Tom Brady has a critical eye for football that has served him well for more than two decades as a player.
How will that translate to his broadcasting career after he retires?
Brady discussed his future media career on the latest edition of the “Let’s Go! Podcast” with Jim Gray.
Charles Barkley, who became an analyst for TNT after a Hall of Fame NBA career, appeared as a guest. He and Brady discussed what it’s like making the transition from star athlete to broadcasting.
Brady said he finds the opportunity to be more critical of other players in public to be interesting.
“Obviously as a player I have to pick my spots in the locker room,” Brady said. “Because there’s frustrations you have as a player. I never really do it through the media, I just go to the players or the coach or the person who could actually solve the problem.”
Brady said earlier this season that he’s been watching a lot of bad football. He said nine times out of 10 he’s thinking about how bad a play was instead of marveling how amazing it is.
He said after playing with great players like Rob Gronkowski, Julian Edelman, and Randy Moss he has a standard for perfection which impacts the way he views the game.

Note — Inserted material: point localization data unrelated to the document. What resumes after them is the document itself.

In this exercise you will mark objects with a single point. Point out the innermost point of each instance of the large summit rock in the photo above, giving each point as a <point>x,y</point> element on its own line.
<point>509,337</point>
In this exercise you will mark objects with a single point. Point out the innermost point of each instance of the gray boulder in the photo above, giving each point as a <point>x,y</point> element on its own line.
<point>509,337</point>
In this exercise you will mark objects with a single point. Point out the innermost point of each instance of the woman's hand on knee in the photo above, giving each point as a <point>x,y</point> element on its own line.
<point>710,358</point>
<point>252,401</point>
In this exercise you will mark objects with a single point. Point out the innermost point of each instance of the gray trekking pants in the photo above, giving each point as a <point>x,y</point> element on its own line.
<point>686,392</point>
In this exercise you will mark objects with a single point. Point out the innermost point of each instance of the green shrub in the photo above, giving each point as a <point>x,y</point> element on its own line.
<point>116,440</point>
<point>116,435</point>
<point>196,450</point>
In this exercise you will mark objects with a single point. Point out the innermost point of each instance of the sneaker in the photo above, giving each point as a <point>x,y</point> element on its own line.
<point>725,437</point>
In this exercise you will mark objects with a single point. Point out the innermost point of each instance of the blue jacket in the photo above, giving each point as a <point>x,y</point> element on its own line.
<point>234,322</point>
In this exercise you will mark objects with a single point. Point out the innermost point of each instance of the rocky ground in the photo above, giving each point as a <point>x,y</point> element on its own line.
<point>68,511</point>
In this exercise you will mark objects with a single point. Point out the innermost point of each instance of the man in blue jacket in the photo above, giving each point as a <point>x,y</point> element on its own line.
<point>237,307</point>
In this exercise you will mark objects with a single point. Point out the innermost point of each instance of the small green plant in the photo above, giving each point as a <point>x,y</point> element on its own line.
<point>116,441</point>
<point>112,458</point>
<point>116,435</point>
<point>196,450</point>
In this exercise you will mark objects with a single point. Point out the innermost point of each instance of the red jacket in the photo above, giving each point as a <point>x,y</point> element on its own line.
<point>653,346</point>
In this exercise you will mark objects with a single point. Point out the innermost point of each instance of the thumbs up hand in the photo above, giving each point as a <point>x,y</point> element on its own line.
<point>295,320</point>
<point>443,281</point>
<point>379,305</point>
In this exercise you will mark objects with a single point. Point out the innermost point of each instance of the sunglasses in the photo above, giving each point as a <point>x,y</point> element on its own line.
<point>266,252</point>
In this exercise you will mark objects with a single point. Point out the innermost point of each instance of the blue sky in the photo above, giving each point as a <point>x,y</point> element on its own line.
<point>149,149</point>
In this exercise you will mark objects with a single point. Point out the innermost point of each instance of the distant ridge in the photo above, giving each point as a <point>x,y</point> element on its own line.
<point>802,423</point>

“I feel like there’s probably more Johnny Miller in me,” Brady said. “When I used to watch him on golf telecasts he was just scathing sometimes. ‘That guy choked under pressure’ or whatever. That’s actually how I ended up seeing the game a lot now. Not that I want to be negative, but I do want to point [things] out.”
Brady said that his perspective is also informed by a lesson Bill Belichick taught him long ago.
“It’s hard to win a game in the NFL,” Brady said. “There are more games lost in the NFL than there are won. If you don’t screw it up you’ve got a great chance to win because most people just mess it up. If you just do the basics of the what the sport is: blocking, tackling, rushing the quarterback, blocking for the quarterback, catching the ball, throwing, kicking the ball properly, you can do really well in the sport I think proven by that Patriots system all those years.”
Brady pointed to Malcolm Butler’s game-sealing interception in Super Bowl XLIX as why he thinks calling it how he sees it is important.
Rather than recognizing the skill that it took for Butler to make the play, many fans talked about the Seahawks’ decision not to hand the ball off to Marshawn Lynch instead according to Brady.
Brady said the TV broadcasters had a powerful influence over the discussion.
“Not many people know exactly what is going on. We can have a great say in how influential the fans ultimately see something. I just wanted him to get the credit for the dynamic play he ended up making.”